D’Alembert

1757

Réflexions sur le goût

2016
D’Alembert, « Réflexions sur l’usage et l’abus de la philosophie dans les matières de goût, lues à l’Académie française le 14 mars 1757 » [Mélanges, 1759, tome IV, p. 399-420], in Œuvres de d’Alembert, tome IV, deuxième partie, Paris, A. Belin, Bossange père et fils, Bossange frères, 1822, p. 326-333. Source : Gallica. Graphies modernisées.
Ont participé à cette édition électronique : Éric Thiébaud (Stylage sémantique) et Stella Louis (Numérisation et encodage TEI).

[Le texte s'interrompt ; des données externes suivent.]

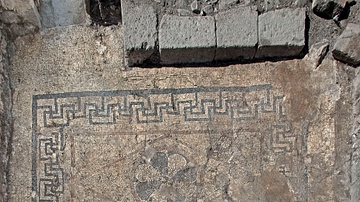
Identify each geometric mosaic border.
[32,84,295,201]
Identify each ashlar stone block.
[159,15,216,64]
[256,8,306,58]
[332,23,360,66]
[215,7,258,60]
[121,0,158,66]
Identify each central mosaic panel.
[32,84,306,201]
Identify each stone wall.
[0,0,360,202]
[0,23,13,201]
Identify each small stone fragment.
[219,0,239,10]
[215,7,258,61]
[0,11,21,24]
[312,0,347,20]
[159,15,216,64]
[121,0,157,66]
[332,23,360,66]
[305,39,329,68]
[177,9,191,16]
[201,5,214,15]
[206,0,218,5]
[256,8,306,58]
[295,0,308,7]
[265,0,280,11]
[191,0,200,14]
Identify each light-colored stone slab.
[332,23,360,66]
[1,0,41,27]
[215,7,258,60]
[121,0,158,66]
[40,0,86,28]
[256,8,306,58]
[159,15,216,64]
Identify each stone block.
[0,0,41,27]
[215,7,258,60]
[159,15,216,64]
[255,8,306,58]
[121,0,158,66]
[332,23,360,66]
[40,0,86,28]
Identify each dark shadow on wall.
[85,0,121,26]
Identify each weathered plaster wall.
[4,23,353,201]
[0,1,360,202]
[0,25,13,201]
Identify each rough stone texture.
[1,0,41,27]
[332,23,360,66]
[3,26,351,202]
[311,0,348,19]
[121,0,158,66]
[304,39,329,68]
[0,24,13,201]
[215,7,258,60]
[256,8,306,58]
[39,0,86,28]
[219,0,239,10]
[159,15,216,64]
[350,69,360,201]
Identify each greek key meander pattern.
[32,84,295,201]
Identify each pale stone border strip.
[122,0,306,66]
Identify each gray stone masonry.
[121,0,158,66]
[215,7,258,60]
[40,0,86,28]
[255,8,306,58]
[159,15,216,64]
[332,23,360,66]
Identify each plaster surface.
[5,26,352,201]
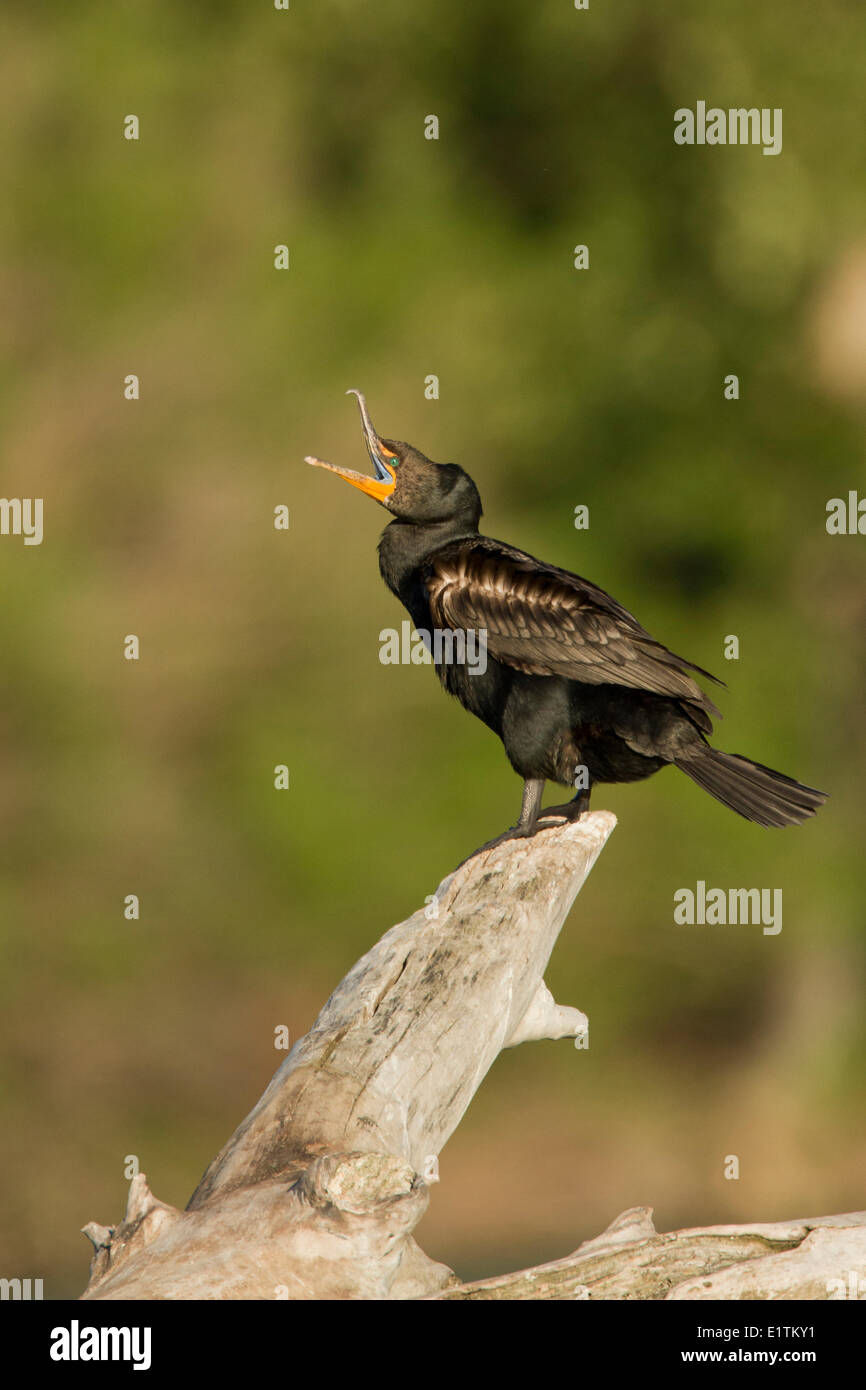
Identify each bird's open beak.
[304,391,398,502]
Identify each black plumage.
[307,392,826,834]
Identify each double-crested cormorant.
[306,391,826,835]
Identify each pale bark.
[82,812,866,1300]
[83,812,616,1298]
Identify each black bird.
[306,391,826,835]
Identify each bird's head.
[306,391,481,528]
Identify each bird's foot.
[457,820,544,869]
[535,796,589,828]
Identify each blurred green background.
[0,0,866,1297]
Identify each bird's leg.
[513,777,545,833]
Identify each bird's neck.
[379,517,478,595]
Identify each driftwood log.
[82,812,866,1300]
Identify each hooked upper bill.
[304,391,398,502]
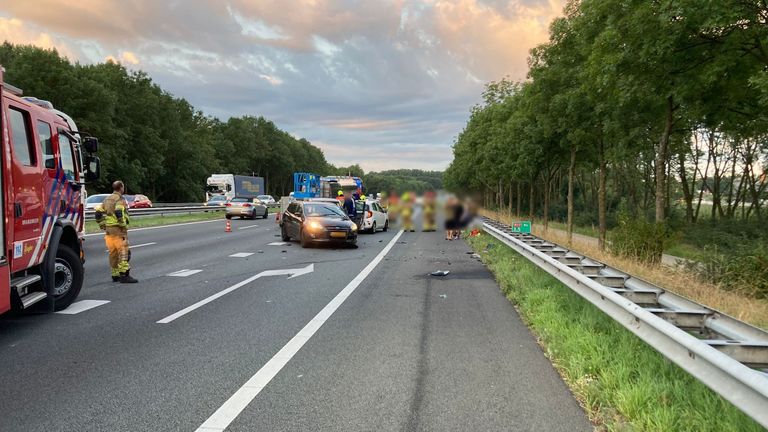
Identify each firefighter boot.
[120,270,139,283]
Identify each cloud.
[0,0,565,170]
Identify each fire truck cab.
[0,67,100,313]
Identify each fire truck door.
[6,104,45,271]
[0,74,11,313]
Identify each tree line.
[0,42,334,202]
[445,0,768,247]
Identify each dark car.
[280,201,357,247]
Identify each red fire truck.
[0,67,100,313]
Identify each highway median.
[468,232,763,432]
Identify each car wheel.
[299,230,312,248]
[280,225,291,241]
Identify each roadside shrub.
[687,243,768,298]
[610,208,673,263]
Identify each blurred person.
[422,191,437,232]
[400,192,416,232]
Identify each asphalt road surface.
[0,218,592,432]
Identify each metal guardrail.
[483,218,768,428]
[85,205,226,220]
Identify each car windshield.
[85,195,108,204]
[304,204,346,218]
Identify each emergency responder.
[102,180,138,283]
[422,191,437,232]
[400,192,416,232]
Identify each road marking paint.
[167,269,202,277]
[85,219,221,237]
[157,264,315,324]
[128,242,157,249]
[197,231,403,432]
[56,300,109,315]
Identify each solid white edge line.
[84,219,221,237]
[197,230,403,432]
[128,242,157,249]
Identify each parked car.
[256,195,277,207]
[280,201,357,247]
[123,194,152,209]
[357,200,389,234]
[226,198,269,219]
[203,195,228,207]
[85,194,109,210]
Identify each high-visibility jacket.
[101,192,130,235]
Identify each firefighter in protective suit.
[96,181,138,283]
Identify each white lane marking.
[56,300,109,315]
[128,242,157,249]
[197,231,403,432]
[167,269,202,277]
[85,219,221,237]
[157,264,315,324]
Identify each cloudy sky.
[0,0,564,171]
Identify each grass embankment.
[483,210,768,329]
[468,233,763,432]
[85,211,224,233]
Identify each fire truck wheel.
[53,244,83,311]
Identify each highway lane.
[0,219,586,431]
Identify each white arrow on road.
[157,264,315,324]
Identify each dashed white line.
[167,269,202,277]
[197,231,403,432]
[129,242,157,249]
[56,300,109,315]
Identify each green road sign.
[512,221,531,234]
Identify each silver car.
[227,198,269,219]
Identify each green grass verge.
[468,233,764,432]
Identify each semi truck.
[0,67,100,313]
[293,173,364,199]
[205,174,266,201]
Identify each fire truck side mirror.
[82,137,99,153]
[85,156,101,182]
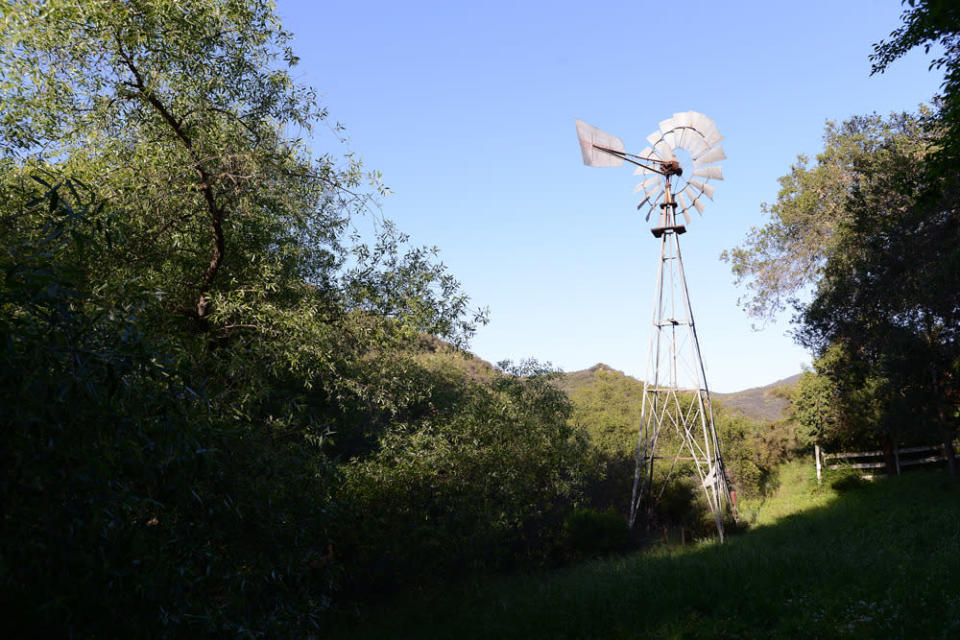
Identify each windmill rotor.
[577,111,727,233]
[577,111,736,541]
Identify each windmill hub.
[660,160,683,177]
[577,111,736,541]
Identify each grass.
[330,464,960,640]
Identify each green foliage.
[870,0,960,173]
[0,184,344,637]
[337,462,960,639]
[722,113,926,322]
[0,0,532,637]
[563,507,630,558]
[728,111,960,468]
[826,468,866,493]
[339,363,586,587]
[569,366,643,456]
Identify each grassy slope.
[334,464,960,640]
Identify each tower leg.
[629,222,730,541]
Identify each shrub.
[563,507,629,558]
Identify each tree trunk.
[943,432,957,480]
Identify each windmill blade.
[640,147,653,158]
[577,120,626,167]
[693,145,727,167]
[690,178,714,200]
[673,127,689,149]
[677,193,690,224]
[653,140,677,161]
[693,165,723,180]
[673,111,693,128]
[683,129,710,158]
[663,131,678,152]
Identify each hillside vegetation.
[341,465,960,639]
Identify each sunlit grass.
[740,460,837,525]
[328,467,960,639]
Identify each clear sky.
[278,0,942,392]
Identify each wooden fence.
[814,441,960,484]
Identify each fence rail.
[814,441,960,484]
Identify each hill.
[711,373,801,422]
[559,362,801,422]
[334,463,960,640]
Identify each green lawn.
[328,464,960,640]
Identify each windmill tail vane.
[576,111,736,540]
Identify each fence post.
[813,444,820,487]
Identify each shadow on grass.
[326,472,960,640]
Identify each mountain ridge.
[559,362,803,422]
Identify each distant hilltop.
[559,362,802,422]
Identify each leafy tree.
[721,113,926,322]
[870,0,960,173]
[0,0,506,637]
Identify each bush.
[830,469,867,493]
[563,507,630,558]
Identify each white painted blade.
[693,165,723,180]
[653,140,677,161]
[673,111,693,127]
[690,179,714,200]
[673,128,689,149]
[693,145,727,167]
[683,129,710,158]
[577,120,625,167]
[663,131,677,153]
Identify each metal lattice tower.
[577,111,735,540]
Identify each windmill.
[577,111,736,541]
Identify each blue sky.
[278,0,942,392]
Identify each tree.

Réflexions sur l’usage et sur l’abus de la philosophie dans les matières de goût §

L’esprit philosophique, si célébré chez une partie de notre nation, et si décrié par l’autre, a produit dans les sciences et dans les belles-lettres des effets contraires. Dans les sciences, il a mis des bornes sévères à la manie de tout expliquer, que l’amour des systèmes avait introduite ; dans les belles-lettres, il a entrepris d’analyser nos plaisirs et de soumettre à l’examen tout ce qui est l’objet du goût. Si la sage timidité de la physique moderne a trouvé des contradicteurs, est-il surprenant que la hardiesse des nouveaux littérateurs ait eu le même sort ? elle a dû principalement révolter ceux de nos écrivains qui pensent qu’en fait de goût comme dans des matières plus sérieuses, toute opinion nouvelle et paradoxe doit être proscrite par la seule raison qu’elle est nouvelle. Il semble néanmoins, que dans les sujets de spéculation et d’agrément, on ne saurait laisser trop de liberté à l’industrie, dût-elle n’être pas toujours également heureuse dans ses efforts. C’est en se permettant les écarts que le génie enfante les choses sublimes ; permettons de même à la raison de porter au hasard, et quelquefois sans succès, son flambeau sur tous les objets de nos plaisirs, si nous voulons la mettre à portée de découvrir au génie quelque route inconnue. La séparation des vérités et des sophismes se fera bientôt d’elle-même, et nous en serons ou plus riches, ou du moins plus éclairés.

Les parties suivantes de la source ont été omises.